OTHER GREAT MARINE DISASTERS
DEADLY DANGER OF ICEBERGS--DOZENS OF SHIPS PERISH IN COLLISION--OTHER
DISASTERS
THE danger of collision with icebergs has always been one of the most
deadly that confront the mariner. Indeed, so well recognized is this
peril of the Newfoundland Banks, where the Labrador current in the early
spring and summer months floats southward its ghostly argosy of
icy pinnacles detached from the polar ice caps, that the government
hydrographic offices and the maritime exchanges spare no pains to
collate and disseminate the latest bulletins on the subject.
THE ARIZONA
A most remarkable case of an iceberg collision is that of the Guion
Liner, Arizona, in 1879. She was then the greyhound of the Atlantic, and
the largest ship afloat--5750 tons except the Great Eastern. Leaving New
York in November for Liverpool, with 509 souls aboard, she was coursing
across the Banks, with fair weather but dark, when, near midnight, about
250 miles east of St. John's, she rammed a monster ice island at full
speed eighteen knots. Terrific was the impact.
The welcome word was passed along that the ship, though sorely stricken,
would still float until she could make harbor. The vast white terror had
lain across her course,
{illust. caption = THE SHAPE OF AN ICEBERG
Showing the bulk and formation under water and the consequent danger
to vessels even without actual contact with the visible part of the
iceberg.}
stretching so far each way that, when described, it was too late to
alter the helm. Its giant shape filled the foreground, towering high
above the masts, grim and gaunt and ghastly, immovable as the adamantine
buttresses of a frowning seaboard, while the liner lurched and staggered
like a wounded thing in agony as her engines slowly drew her back from
the rampart against which she had flung herself.

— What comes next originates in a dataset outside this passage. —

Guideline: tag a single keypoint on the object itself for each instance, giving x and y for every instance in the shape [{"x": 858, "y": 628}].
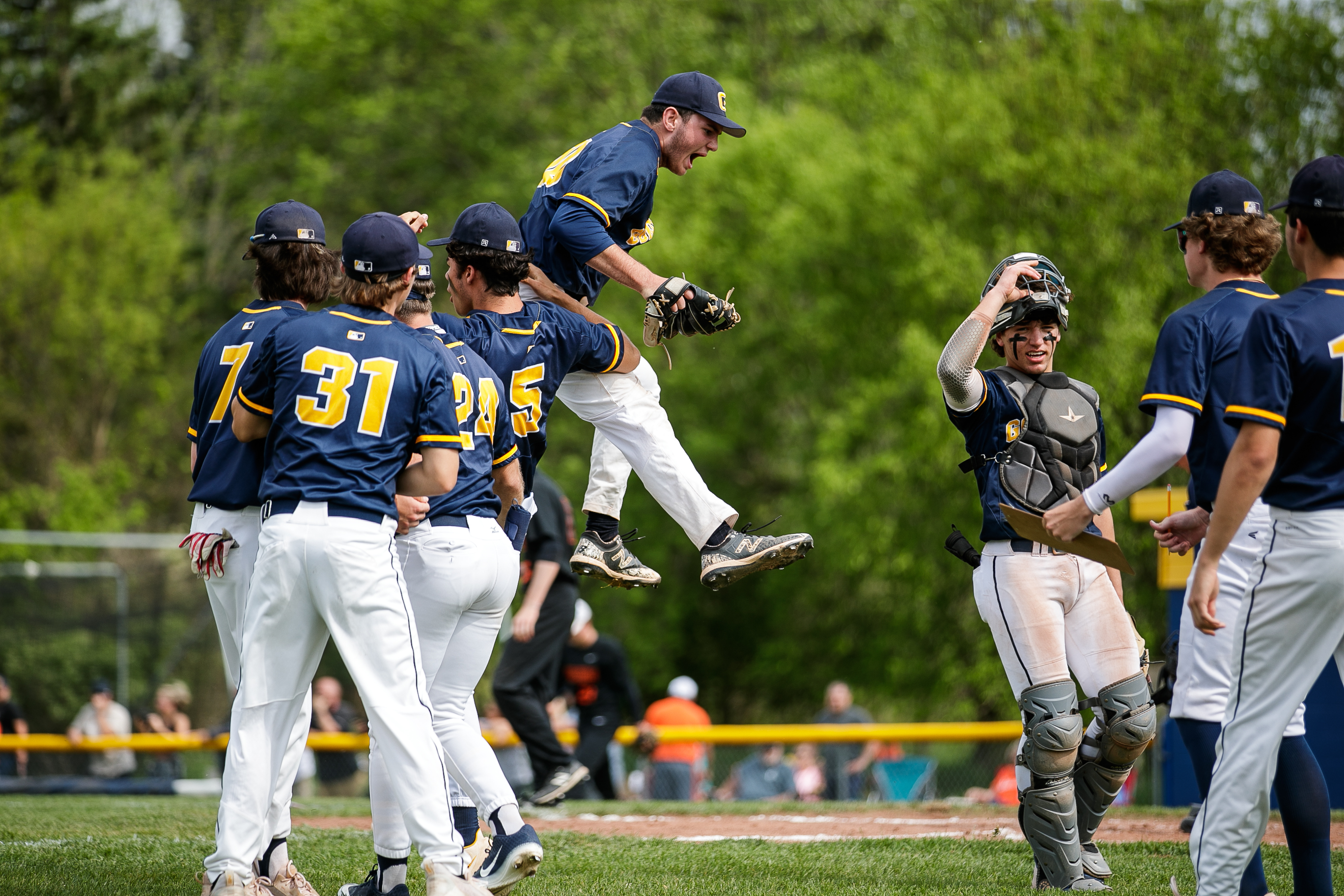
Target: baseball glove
[{"x": 705, "y": 312}]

She was headed for St. John's at slow speed, so as not to strain the
bulkhead too much, and arrived there thirty-six hours later. That little
port--the crippled ship's hospital--has seen many a strange sight come
in from the sea, but never a more astounding spectacle than that which
the Arizona presented the Sunday forenoon she entered there.
"Begob, captain!" said the pilot, as he swung himself over the rail.
"I've heard of carrying coals to Newcastle, but this is the first time
I've seen a steamer bringing a load of ice into St. John's."